The new apartment belongs to my aunt, Dee Dee. (There’s a story behind that name that I can’t bother going through. Just know that it stands for “little brother” in Mandarin.) She struck up a deal with my parents: The apartment had ZERO fixtures, so, no fan, no lights, nada. If they could pass her RM10,000, she’d do the required renovations and count the 10k as our one year’s rent, which tallies up to, oh… Rm833 per month.

Considering that the average rent in the same building is RM1.5-Rm1.6k, we told her we’d look around for other offers and let her know if nothing turned up.

I’m totally bullshitting – we shat our pants at the proposal.

Literally. I’m guessing my parents’ response went something like this:

“Caaaaaaaaaaaan. No need to paiseh, we all family only mah *squirms as a visibly brown stain starts spreading*”

I’ll put up some pictures of the place down below, but first,

A little backstory:

Before KL, I was living in Puncak Erskine, on a sofa bed, in the living room. It was a low cost government project, so the rent was crazy cheap, but so was the construction and planning. Our halls looked like the backdrop of a Singaporean ghost movie, the living room as cast in eternal darkness because all the sunlight had been taken up by the two fan-less bedrooms, and our sink was an aluminium tub. All in all, the apartment took up roughly 500 square feet of space and was generally liveable most of the time, except when it wasn’t.

Nothing makes a girl realize how spoiled she is, more than crappy living conditions.

Then we moved in to this, which in comparison looks like my vision of heaven:

WINDOWS. IN THE
LIVING ROOM. WHAT IS THIS

AN ACTUAL STOVE TOP. AND DRAWERS. WHATTTT

THERE IS A HEATER. IN. MY. SHOWER.

I HAVE AIR CONDITIONING (???)



So now I bring you to the present. But this story does not have a happy ending.

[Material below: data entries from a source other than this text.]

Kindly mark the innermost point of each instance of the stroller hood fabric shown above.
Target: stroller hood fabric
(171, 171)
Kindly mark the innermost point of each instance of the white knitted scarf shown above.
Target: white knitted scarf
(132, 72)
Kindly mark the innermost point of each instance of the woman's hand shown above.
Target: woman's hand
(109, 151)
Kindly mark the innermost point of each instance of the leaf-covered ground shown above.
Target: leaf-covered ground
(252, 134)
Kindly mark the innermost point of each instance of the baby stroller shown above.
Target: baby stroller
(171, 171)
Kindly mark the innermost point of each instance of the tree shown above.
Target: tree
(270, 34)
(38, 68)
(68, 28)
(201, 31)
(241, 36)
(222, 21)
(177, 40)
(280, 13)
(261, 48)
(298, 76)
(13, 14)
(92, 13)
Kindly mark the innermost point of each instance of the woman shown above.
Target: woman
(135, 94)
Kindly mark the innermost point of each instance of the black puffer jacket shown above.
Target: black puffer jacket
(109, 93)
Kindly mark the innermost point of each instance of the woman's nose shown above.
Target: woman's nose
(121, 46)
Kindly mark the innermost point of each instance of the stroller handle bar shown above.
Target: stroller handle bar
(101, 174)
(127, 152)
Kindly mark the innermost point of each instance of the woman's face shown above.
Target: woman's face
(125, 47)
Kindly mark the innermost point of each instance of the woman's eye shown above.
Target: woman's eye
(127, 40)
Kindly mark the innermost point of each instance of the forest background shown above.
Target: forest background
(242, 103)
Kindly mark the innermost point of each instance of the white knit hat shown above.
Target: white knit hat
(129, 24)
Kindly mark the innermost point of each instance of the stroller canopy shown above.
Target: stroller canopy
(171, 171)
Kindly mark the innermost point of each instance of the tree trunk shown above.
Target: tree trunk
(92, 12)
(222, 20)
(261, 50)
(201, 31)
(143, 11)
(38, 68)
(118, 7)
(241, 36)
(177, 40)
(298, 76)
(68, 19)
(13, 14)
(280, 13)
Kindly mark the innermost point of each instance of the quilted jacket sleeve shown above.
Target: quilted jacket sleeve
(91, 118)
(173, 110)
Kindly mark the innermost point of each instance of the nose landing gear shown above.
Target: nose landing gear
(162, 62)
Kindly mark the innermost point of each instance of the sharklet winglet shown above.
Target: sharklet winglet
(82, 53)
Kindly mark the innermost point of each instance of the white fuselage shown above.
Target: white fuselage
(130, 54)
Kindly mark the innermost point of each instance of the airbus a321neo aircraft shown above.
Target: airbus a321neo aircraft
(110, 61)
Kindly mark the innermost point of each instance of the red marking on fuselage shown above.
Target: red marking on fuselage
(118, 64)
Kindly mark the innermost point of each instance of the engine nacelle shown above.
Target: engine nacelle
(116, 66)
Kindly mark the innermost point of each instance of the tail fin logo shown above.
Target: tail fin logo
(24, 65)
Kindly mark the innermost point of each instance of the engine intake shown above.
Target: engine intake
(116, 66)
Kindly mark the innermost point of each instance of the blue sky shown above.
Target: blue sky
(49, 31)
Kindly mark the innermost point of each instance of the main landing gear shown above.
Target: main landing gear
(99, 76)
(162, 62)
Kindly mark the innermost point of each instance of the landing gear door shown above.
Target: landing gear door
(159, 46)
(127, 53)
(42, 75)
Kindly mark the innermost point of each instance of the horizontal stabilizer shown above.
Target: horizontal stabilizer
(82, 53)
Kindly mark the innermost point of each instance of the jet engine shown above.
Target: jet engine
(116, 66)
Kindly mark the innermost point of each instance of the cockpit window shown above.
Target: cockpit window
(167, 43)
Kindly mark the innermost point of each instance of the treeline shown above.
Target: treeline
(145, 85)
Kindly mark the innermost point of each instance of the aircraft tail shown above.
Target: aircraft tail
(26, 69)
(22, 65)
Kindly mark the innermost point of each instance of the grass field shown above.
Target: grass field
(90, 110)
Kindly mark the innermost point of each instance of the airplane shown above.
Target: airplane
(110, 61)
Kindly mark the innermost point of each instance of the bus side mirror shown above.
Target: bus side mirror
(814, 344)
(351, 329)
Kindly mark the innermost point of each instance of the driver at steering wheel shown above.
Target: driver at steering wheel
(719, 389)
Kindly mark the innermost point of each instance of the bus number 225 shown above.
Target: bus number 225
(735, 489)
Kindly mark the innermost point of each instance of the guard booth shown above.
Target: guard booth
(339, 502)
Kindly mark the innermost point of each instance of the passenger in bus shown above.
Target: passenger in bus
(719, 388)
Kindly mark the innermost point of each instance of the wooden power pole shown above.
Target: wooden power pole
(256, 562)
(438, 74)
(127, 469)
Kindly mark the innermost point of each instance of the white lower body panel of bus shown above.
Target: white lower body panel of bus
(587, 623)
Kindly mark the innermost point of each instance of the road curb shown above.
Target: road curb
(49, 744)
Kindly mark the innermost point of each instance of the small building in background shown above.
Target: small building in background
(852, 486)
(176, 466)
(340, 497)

In between the move, and Alvin’s resignation, and my re-entrance into The Star, someone very dear to me was left behind.

At the very last second, and after a half-dozen contingency plans, my brother finally decided to stay put in Penang to work as a chef. This worries me to no end because

  1. He is clinically bipolar and needs hugs and kisses and a human punching bag to shout insults at every day
  2. The house is now bare of a lot of things, seeing as we had moved it all out in anticipation of terminating our contract with the landlady, and I get hives thinking about him alone in it
  3. He is not the best at tidying up

So, if you know who said brother is, please send good vibes. Drop a message. I’m looking at you, Jake.